Рукописи неопубликованных произведений Бабеля исчезли. Записки С. Г. Гехта напомнили мне о замечательном рассказе Исаака Эммануиловича «У Троицы». Бабель мне его прочитал весной 1938 года; это история гибели многих иллюзий, история горькая и мудрая. Пропали рукописи рассказов, пропали и главы начатого романа. Тщетно искала их вдова Исаака Эммануиловича, Антонина Николаевна. Чудом сохранился дневник Бабеля, который он вел в 1920 году, находясь в рядах Первой Конной: одна киевлянка сберегла толстую тетрадь с неразборчивыми записями. Дневник очень интересен — он не только показывает, как работал Бабель, но и помогает разобраться в психологии творчества.
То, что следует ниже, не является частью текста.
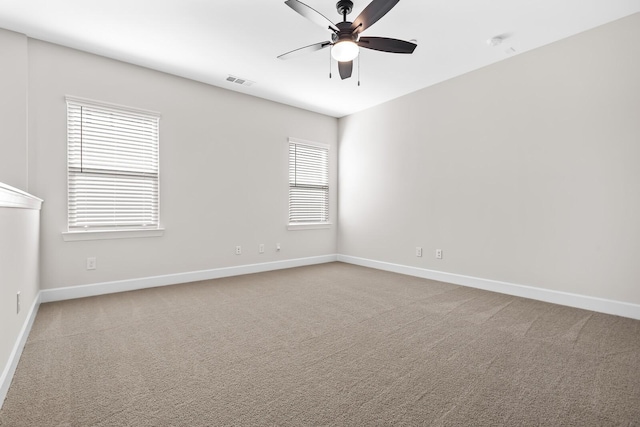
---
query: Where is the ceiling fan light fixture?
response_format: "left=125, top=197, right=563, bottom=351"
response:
left=331, top=40, right=360, bottom=62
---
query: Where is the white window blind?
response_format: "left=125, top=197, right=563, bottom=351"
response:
left=289, top=139, right=329, bottom=224
left=66, top=97, right=160, bottom=231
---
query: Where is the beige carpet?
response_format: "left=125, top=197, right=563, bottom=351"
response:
left=0, top=263, right=640, bottom=427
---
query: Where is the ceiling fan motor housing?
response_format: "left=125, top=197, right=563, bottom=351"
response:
left=336, top=0, right=353, bottom=16
left=331, top=21, right=360, bottom=43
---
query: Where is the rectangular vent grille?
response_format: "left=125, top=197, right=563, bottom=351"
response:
left=227, top=74, right=255, bottom=86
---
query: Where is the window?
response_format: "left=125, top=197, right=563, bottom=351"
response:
left=289, top=138, right=329, bottom=229
left=66, top=97, right=160, bottom=234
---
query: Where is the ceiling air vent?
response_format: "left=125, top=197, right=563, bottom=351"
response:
left=227, top=74, right=255, bottom=86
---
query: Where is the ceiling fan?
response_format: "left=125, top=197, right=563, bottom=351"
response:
left=278, top=0, right=417, bottom=80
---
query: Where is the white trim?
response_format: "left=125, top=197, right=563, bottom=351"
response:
left=40, top=254, right=338, bottom=303
left=64, top=95, right=162, bottom=118
left=0, top=182, right=42, bottom=210
left=287, top=222, right=333, bottom=230
left=0, top=293, right=40, bottom=409
left=287, top=137, right=331, bottom=151
left=62, top=228, right=164, bottom=242
left=338, top=255, right=640, bottom=320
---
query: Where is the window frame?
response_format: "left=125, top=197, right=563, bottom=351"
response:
left=286, top=137, right=333, bottom=230
left=62, top=95, right=164, bottom=241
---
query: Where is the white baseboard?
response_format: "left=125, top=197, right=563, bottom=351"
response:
left=338, top=255, right=640, bottom=320
left=0, top=293, right=40, bottom=409
left=40, top=254, right=338, bottom=303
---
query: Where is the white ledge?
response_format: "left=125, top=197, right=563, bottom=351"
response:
left=0, top=182, right=42, bottom=210
left=287, top=222, right=332, bottom=230
left=62, top=228, right=164, bottom=242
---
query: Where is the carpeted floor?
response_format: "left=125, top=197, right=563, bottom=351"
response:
left=0, top=263, right=640, bottom=427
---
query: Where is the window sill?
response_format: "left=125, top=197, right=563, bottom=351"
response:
left=62, top=228, right=164, bottom=242
left=287, top=222, right=332, bottom=230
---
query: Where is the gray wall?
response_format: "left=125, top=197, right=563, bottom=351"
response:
left=28, top=39, right=338, bottom=289
left=338, top=14, right=640, bottom=304
left=0, top=28, right=29, bottom=191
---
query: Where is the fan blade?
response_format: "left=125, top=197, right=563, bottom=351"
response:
left=278, top=42, right=331, bottom=59
left=351, top=0, right=400, bottom=33
left=358, top=37, right=418, bottom=53
left=284, top=0, right=340, bottom=32
left=338, top=61, right=353, bottom=80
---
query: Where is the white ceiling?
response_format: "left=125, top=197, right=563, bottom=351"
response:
left=0, top=0, right=640, bottom=117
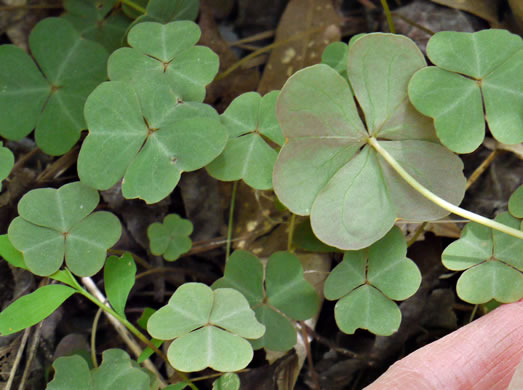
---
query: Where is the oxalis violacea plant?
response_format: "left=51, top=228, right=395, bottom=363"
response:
left=0, top=0, right=523, bottom=390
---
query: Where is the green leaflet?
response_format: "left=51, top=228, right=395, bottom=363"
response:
left=147, top=283, right=265, bottom=372
left=104, top=253, right=136, bottom=318
left=324, top=227, right=421, bottom=336
left=0, top=284, right=76, bottom=336
left=273, top=33, right=465, bottom=249
left=409, top=29, right=523, bottom=153
left=0, top=18, right=107, bottom=155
Как явствует из дневника, Бабель жил жизнью своих боевых товарищей победами и поражениями, отношением бойцов к населению и населения к бойцам, его потрясали великодушие, насилие, боевая выручка, погромы, смерти. Однако через весь дневник проходят настойчивые напоминания: «Описать Матяша, Мишу», «Описать людей, воздух», «За этот день — главное описать красноармейцев и воздух», «Запомнить — фигура, лицо, радость Апанасенки, его любовь к лошадям, как проводит лошадей, выбирает для Бахтурова», «Обязательно описать прихрамывающего Губанова, грозу полка, отчаянного рубаку», «Не забыть бы священника в Лошкове, плохо выбритый, добрый, образованный, м. б. корыстолюбивый, какое там корыстолюбие — курица, утка», «Описать воздушную атаку, отдаленный и как будто медленный стук пулемета», «Описать леса — Кривиха, разоренные чехи, сдобная баба…».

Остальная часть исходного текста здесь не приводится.